Travels, Travails and Terrors of Northern California from an Off Grid, Green Perspective
Saturday, February 22, 2014
Birdbrain...
Okay, I admit it: I am a nature nut. An enviro. A person who gets pissed off when yet another house gets built in some suburb. I mourn the loss of habitat to the extent of being nearly pathological. I love Ed Abbey. I'm with him when he said "the ideology of growth is the ideology of the cancer cell".
And so it isn't often I read a novel that understands such themes. Virginia Arthur takes her time with the book. She sets up the characters and let's them be what they are. She doesn't shy away from themes of class. And I think the cover of the book, with the beautiful Ellie, looking into the future with a couple of bulldozers around her and a binoculars at her feet, well, that cover is perfect.
In this case, you can judge a book by its cover.
Some might say the thing is a bit long and wordy. That the author could cut something here or there. No. Our lives are long and fun and tragic and good and bad and sometimes tedious and sometimes disastrous and sometimes magical.
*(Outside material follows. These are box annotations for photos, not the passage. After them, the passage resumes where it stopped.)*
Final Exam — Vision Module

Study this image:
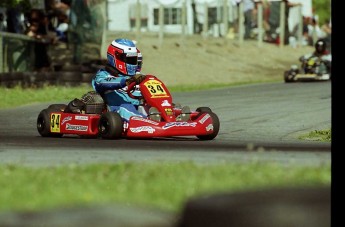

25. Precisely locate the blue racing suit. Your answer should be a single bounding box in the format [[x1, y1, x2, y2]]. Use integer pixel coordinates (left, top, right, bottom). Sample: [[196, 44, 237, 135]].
[[91, 69, 145, 122]]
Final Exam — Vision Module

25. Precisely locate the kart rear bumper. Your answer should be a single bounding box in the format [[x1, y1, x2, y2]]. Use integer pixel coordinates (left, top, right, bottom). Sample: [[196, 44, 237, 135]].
[[294, 74, 331, 80], [126, 113, 214, 138]]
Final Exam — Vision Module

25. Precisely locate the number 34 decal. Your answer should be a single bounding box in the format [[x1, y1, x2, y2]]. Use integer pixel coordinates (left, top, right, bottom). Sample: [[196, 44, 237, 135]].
[[50, 113, 61, 132], [145, 80, 169, 98]]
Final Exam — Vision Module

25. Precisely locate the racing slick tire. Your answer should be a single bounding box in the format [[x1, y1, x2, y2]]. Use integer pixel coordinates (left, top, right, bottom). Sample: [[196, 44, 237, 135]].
[[37, 109, 62, 137], [196, 109, 220, 140], [98, 112, 123, 139]]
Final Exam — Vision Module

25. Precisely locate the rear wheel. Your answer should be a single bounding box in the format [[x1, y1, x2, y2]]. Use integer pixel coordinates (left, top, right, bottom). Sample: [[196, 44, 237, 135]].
[[98, 112, 123, 139], [37, 109, 62, 137], [197, 112, 220, 140], [284, 70, 295, 83]]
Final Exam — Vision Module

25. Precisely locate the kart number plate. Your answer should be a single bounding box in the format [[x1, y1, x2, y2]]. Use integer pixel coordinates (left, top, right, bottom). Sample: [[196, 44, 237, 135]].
[[50, 113, 61, 132], [144, 80, 169, 98]]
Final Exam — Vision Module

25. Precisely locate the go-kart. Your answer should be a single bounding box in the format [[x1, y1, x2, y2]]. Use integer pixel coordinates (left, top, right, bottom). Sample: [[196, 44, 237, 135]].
[[284, 56, 331, 83], [37, 75, 220, 140]]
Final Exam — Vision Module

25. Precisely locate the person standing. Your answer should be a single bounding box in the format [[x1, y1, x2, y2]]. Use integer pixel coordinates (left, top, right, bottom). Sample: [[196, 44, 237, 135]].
[[243, 0, 255, 39]]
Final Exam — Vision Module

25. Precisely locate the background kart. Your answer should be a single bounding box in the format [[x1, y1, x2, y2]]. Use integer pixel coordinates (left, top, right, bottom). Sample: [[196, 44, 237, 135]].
[[37, 75, 220, 140], [284, 57, 331, 83]]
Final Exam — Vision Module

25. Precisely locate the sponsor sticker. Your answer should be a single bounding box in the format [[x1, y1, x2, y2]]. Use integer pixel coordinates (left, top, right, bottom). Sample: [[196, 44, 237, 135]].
[[129, 126, 156, 134], [74, 115, 89, 121], [161, 99, 171, 106], [131, 117, 159, 125], [199, 114, 211, 124], [50, 113, 61, 132], [61, 116, 72, 125], [164, 108, 173, 116], [66, 123, 88, 132], [206, 124, 213, 131], [162, 122, 197, 129]]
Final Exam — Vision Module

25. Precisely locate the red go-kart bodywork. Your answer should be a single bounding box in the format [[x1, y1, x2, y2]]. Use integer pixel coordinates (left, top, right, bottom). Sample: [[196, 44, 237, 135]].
[[37, 75, 220, 140]]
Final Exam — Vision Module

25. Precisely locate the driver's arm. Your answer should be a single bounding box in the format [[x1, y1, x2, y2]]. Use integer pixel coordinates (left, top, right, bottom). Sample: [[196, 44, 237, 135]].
[[93, 69, 126, 93]]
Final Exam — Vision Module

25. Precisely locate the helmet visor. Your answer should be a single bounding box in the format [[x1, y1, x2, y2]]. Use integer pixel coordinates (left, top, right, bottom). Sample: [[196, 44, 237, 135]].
[[116, 52, 138, 65]]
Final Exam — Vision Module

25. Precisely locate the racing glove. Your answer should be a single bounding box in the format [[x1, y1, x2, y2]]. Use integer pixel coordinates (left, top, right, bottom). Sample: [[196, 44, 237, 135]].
[[126, 74, 146, 86]]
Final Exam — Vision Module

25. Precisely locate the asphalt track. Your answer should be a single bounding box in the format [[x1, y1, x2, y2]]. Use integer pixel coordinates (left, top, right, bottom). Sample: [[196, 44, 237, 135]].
[[0, 82, 332, 166]]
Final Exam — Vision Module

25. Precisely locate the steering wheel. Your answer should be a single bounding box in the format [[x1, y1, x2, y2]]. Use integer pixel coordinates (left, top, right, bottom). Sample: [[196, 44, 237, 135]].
[[127, 82, 143, 99]]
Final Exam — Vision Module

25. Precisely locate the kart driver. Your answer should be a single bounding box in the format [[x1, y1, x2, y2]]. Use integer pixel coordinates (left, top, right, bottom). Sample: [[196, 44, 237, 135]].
[[299, 39, 332, 73], [91, 39, 152, 122]]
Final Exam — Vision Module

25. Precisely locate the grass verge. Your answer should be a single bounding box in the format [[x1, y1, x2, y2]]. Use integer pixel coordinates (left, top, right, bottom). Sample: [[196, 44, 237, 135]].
[[0, 162, 331, 212]]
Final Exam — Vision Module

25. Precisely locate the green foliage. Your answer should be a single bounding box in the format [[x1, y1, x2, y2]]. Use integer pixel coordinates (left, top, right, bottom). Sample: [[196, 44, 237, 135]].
[[312, 0, 331, 25], [0, 160, 331, 211], [299, 129, 332, 142]]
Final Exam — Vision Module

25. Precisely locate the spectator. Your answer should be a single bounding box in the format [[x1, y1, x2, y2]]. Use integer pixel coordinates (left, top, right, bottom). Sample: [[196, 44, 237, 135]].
[[283, 0, 302, 45], [243, 0, 255, 39], [0, 12, 7, 32], [6, 6, 24, 34], [321, 19, 332, 50]]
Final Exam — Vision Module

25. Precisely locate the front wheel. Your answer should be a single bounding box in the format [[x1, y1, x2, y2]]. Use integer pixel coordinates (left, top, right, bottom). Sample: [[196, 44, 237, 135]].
[[98, 112, 123, 139], [197, 112, 220, 140], [284, 70, 295, 83], [37, 109, 62, 137]]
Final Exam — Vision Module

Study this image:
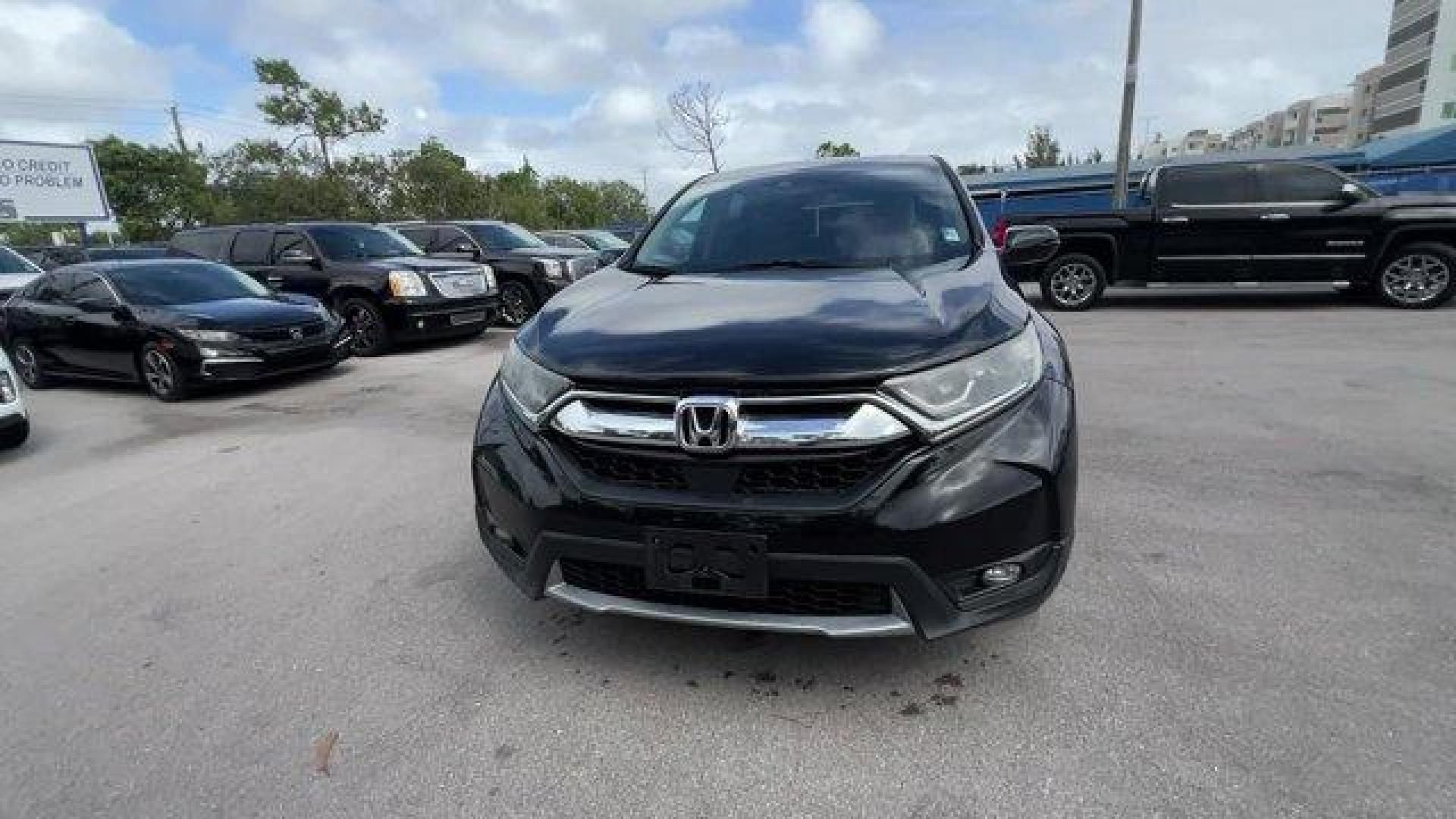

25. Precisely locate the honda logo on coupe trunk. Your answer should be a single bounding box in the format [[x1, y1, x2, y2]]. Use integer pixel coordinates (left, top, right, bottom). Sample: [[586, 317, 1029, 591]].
[[676, 395, 738, 453]]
This book understand that and so it takes its time as Ellie leaves her husband for the love of birds.
And I come away from the book, borrowing a line from it often: to be an environmentalist is to live constantly with a broken heart. Oh so true.
I'm told that this work took 13 years to write and is loosely based on the author's own experiences. It takes a whole lot of effort to create such a story that includes themes of environmental loss, yet inspires hope that maybe, just maybe, others will get the bug of watching birds, or whales or trees---and figure out that they are worth saving.
Books that inspire you to become active outdoors are few and far between. Most nature books are written with adrenaline in mind. They are about climbing Everest or doing the seven highest peaks or climbing the highest tree. Or climbing a rock. Having an adrenaline experience is what the outdoors has become to a generation that comes after generation X. The slopes of a mountain have given way to the artificialness, and adrenaline, of a snowboarders half tube. This book isn't about adrenaline. It is about enjoyment. Solitude. Love.
We need more novels like this. We need to encourage writers who write books like this. A wilderness experience has become so rare that it rarely becomes a setting or subject of a novel these days (except to spur adrenaline). Virginia inspires something else; she inspires action. Beauty. Reflection. Listening. Watching. Being observant. In a world where the Pacific Crest Trail is only mentioned in regards to speed records, Birdbrain presents something better: take a look around and enjoy what you got because it ain't gonna last long unless you get off your butt and take care of it.
Buy this book.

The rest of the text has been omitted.